Stodtmeier, Maria

Isang Yun

Inbetween North and South Korea. A film by Maria Stodtmeier

Rubrik: DVDs
Verlag/Label: Accentus Music ACC 20208
erschienen in: das Orchester 02/2016 , Seite 77

Mit seiner Musik wollte er die Teilung Nord- und Südkorea überwinden und geriet dabei selbst zwischen die politischen Fronten. Isang Yuns zweite Heimat wurde Deutschland, wo er Anschluss an die europäische Avantgarde fand. Ein spannender Film der Regisseurin Maria Stodtmeier, der beim Label Accentus Music erschienen ist, befasst sich mit einem heute vergessenen Komponisten, der vor zwanzig Jahren im Berliner Exil starb.
Geboren wurde Isang Yun 1917 in der Stadt Tongyeong, die heute zu Südkorea gehört. Nach Ende des Zweiten Weltkriegs erlebte er mit, wie die bis dahin von Japan beherrschte koreanische Halbinsel unter den Siegermächten USA und Sowjetunion aufgeteilt wurde. Isang Yun wollte das
unterdrückte Musikerbe Koreas wiederbeleben und mit zeitgenössischen Tendenzen verbinden.
Mitte der 1950er Jahre reiste er nach Europa, wo er in Paris und dann in West-Berlin Komposition studierte. Bei den Darmstädter Ferienkursen lernte er unter anderem John Cage und Bruno Maderna kennen. Yun setzte sich sowohl mit Arnold Schönbergs Zwölftontechnik als auch mit der traditionellen Musiksprache Ostasiens auseinander. Werke wie Réak, das 1966 bei den Donaueschinger Musiktagen uraufgeführt wurde, machten ihn weltbekannt. Zu seinen Mentoren gehörte der Komponist Boris Blacher, der selbst in China geboren worden war.
Das kommunistische Nordkorea lud Yun aus Propagandagründen ein, während er im Süden jahrzehntelang als angeblicher „roter“ Spion geschmäht wurde. Wie sein Biograf Walter-Wolfgang Sparrer erklärt, galt der Norden in Intellektuellenkreisen damals als das fortschrittlichere, aufgeklärtere Korea.

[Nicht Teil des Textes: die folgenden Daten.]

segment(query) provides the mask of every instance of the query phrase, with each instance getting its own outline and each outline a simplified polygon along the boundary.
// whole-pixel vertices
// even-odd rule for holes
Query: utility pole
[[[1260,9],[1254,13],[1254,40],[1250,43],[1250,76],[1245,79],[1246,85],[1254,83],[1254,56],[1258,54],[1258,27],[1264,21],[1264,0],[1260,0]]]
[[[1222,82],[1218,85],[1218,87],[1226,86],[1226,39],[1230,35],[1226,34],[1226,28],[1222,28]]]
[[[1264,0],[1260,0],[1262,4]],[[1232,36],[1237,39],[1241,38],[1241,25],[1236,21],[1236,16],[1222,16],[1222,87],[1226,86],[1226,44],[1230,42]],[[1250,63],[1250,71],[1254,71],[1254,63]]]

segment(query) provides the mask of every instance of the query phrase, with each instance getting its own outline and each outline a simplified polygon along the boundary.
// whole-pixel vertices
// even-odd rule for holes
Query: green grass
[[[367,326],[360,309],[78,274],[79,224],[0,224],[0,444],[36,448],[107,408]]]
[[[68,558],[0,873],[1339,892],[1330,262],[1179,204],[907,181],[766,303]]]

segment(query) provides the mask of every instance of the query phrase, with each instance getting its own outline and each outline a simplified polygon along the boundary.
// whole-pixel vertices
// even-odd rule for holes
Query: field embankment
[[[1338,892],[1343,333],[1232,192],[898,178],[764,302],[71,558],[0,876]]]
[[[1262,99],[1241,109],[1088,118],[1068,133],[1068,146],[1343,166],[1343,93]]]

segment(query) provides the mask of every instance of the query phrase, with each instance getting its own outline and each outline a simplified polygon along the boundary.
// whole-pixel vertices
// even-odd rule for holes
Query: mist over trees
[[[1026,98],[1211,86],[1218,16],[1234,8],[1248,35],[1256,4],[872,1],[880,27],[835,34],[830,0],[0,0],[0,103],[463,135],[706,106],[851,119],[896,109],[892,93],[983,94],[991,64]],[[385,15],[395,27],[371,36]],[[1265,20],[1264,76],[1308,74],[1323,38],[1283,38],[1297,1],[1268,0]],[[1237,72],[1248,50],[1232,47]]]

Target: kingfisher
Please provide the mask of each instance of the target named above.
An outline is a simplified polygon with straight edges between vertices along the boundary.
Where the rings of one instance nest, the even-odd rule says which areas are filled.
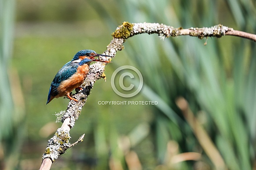
[[[70,96],[70,93],[74,89],[82,89],[80,86],[89,72],[90,64],[94,61],[110,62],[94,58],[100,56],[111,57],[97,54],[91,50],[83,50],[78,52],[72,60],[64,65],[56,74],[51,83],[46,105],[54,98],[63,96],[67,96],[70,100],[78,102],[77,99]]]

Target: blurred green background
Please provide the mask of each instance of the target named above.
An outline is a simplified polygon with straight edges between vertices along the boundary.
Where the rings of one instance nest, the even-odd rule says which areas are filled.
[[[69,101],[45,105],[50,83],[77,51],[102,53],[124,21],[184,28],[221,23],[256,33],[256,1],[0,0],[0,169],[34,170],[61,126],[54,115]],[[71,142],[85,133],[84,141],[52,169],[256,169],[255,42],[147,34],[124,45],[70,131]],[[111,85],[112,73],[125,65],[144,79],[131,98]],[[180,97],[191,111],[178,109]],[[104,101],[158,104],[98,105]]]

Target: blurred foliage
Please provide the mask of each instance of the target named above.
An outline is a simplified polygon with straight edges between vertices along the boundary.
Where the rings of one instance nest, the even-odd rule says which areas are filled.
[[[14,3],[1,2],[1,5]],[[0,121],[4,121],[0,124],[0,137],[9,140],[2,139],[0,158],[2,165],[4,158],[17,163],[5,163],[6,168],[39,168],[47,140],[61,124],[54,123],[54,115],[65,109],[69,101],[59,98],[45,105],[55,74],[81,49],[103,52],[111,33],[123,22],[163,23],[184,28],[220,23],[256,33],[256,3],[252,0],[17,0],[11,53],[14,20],[7,20],[13,14],[10,9],[14,9],[15,4],[11,5],[9,8],[0,6],[0,69],[4,80],[0,84]],[[8,34],[11,36],[5,39]],[[71,142],[85,133],[84,141],[56,161],[52,169],[220,169],[223,164],[215,161],[213,150],[219,153],[228,169],[253,169],[254,42],[231,36],[200,40],[180,36],[162,41],[156,35],[141,35],[128,39],[124,45],[106,68],[107,82],[96,83],[70,131]],[[111,86],[111,74],[124,65],[137,68],[144,80],[141,91],[130,98],[117,95]],[[9,80],[15,81],[9,85]],[[20,83],[22,93],[15,90]],[[16,101],[10,89],[14,99],[18,99]],[[181,96],[188,102],[189,114],[176,105]],[[98,103],[149,100],[158,103]],[[191,123],[191,120],[198,123]],[[23,139],[21,151],[19,147],[3,148],[7,143],[19,146],[18,136]],[[211,144],[205,140],[208,138]]]

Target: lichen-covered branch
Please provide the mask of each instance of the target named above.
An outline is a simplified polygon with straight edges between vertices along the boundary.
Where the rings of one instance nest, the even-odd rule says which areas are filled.
[[[170,36],[186,35],[196,36],[200,39],[204,37],[220,38],[225,35],[230,35],[247,38],[256,42],[256,35],[235,30],[232,28],[229,28],[221,24],[210,28],[191,27],[183,29],[182,27],[174,28],[163,24],[146,22],[130,23],[124,22],[117,28],[112,35],[114,38],[126,39],[135,35],[145,33],[149,34],[157,34],[163,39]]]
[[[112,33],[113,39],[107,46],[107,50],[104,53],[114,57],[117,51],[123,49],[123,44],[126,39],[137,34],[145,33],[157,34],[162,39],[170,36],[182,35],[196,36],[201,39],[204,37],[219,38],[225,35],[233,35],[256,41],[256,35],[254,34],[234,30],[232,28],[222,25],[211,28],[183,29],[181,27],[174,28],[171,26],[158,23],[130,23],[124,22]],[[100,60],[110,60],[111,58],[108,58],[102,56],[99,57]],[[63,112],[61,119],[63,124],[48,141],[47,147],[43,156],[43,162],[40,170],[50,169],[52,162],[57,159],[59,156],[65,153],[67,148],[82,141],[84,135],[82,135],[74,144],[70,144],[69,143],[71,138],[69,131],[74,127],[75,121],[78,118],[95,82],[102,78],[105,79],[104,72],[106,65],[104,63],[96,62],[90,66],[90,71],[82,86],[83,90],[77,91],[74,95],[74,98],[77,99],[78,102],[71,100],[66,111]]]

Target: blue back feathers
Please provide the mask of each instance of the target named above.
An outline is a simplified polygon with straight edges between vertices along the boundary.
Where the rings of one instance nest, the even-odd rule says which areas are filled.
[[[51,96],[54,97],[58,95],[58,87],[62,81],[68,79],[73,74],[75,74],[77,71],[78,68],[80,65],[82,65],[88,62],[92,61],[89,59],[85,58],[79,63],[71,61],[64,65],[56,74],[54,79],[53,79],[52,82],[51,83],[51,87],[48,94],[48,101],[47,103],[49,102]]]
[[[95,51],[92,50],[81,50],[78,52],[77,54],[76,54],[74,56],[74,58],[72,59],[71,61],[78,60],[79,59],[79,56],[86,56],[86,54],[90,54],[92,53],[96,54],[96,52]]]

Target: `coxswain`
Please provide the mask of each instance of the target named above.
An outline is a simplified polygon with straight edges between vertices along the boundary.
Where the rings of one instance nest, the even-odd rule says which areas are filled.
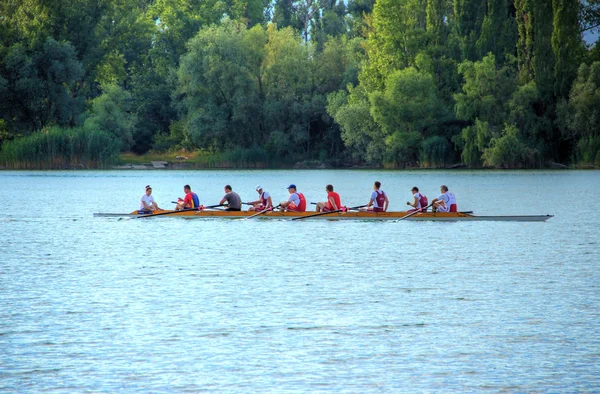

Diese Verbindungen sollten Yun einige Jahre später zum Verhängnis werden.
1967 verschleppte der Staatssicherheitsdienst des südkoreanischen Militärdiktators Park Chung-hee den unbequemen Komponisten nach Seoul. Yun wurde als vermeintlicher Anführer eines Spionagerings in einem aufsehenerregenden Schauprozess zu lebenslanger Haft verurteilt. Wie seine Witwe Sooja Lee in dem Film berichtet, wurde er im Gefängnis brutal gefoltert. Prominente Künstler wie Igor Strawinsky, György Ligeti, Karlheinz Stockhausen und Herbert von Karajan forderten seine Freilassung.
Erst 1969 konnte Yun mit seiner Frau nach West-Berlin zurückkehren, wo beide die deutsche Staatsbürgerschaft annahmen. Nach Südkorea kehrte der Komponist nie wieder zurück. In Nordkorea durfte er dagegen in den 1980er Jahren ein eigenes Ensemble gründen, das seither seine Stücke aufführt. Wie im Norden gibt es inzwischen auch im Süden ein Isang Yun gewidmetes Festival und eine Gedenkstätte, in der sogar eine in Nordkorea gefertigte Bronzebüste des Komponisten ausgestellt ist – als Zugeständnis an seinen Wunsch nach Versöhnung.
Stodtmeier, die Nordkorea zuerst 2008 anlässlich eines Konzerts der New Yorker Philharmoniker besuchte, durfte mit ihrem Team in beiden Ländern drehen. Diese seltenen Aufnahmen machen den Film zu einem packenden Dokument.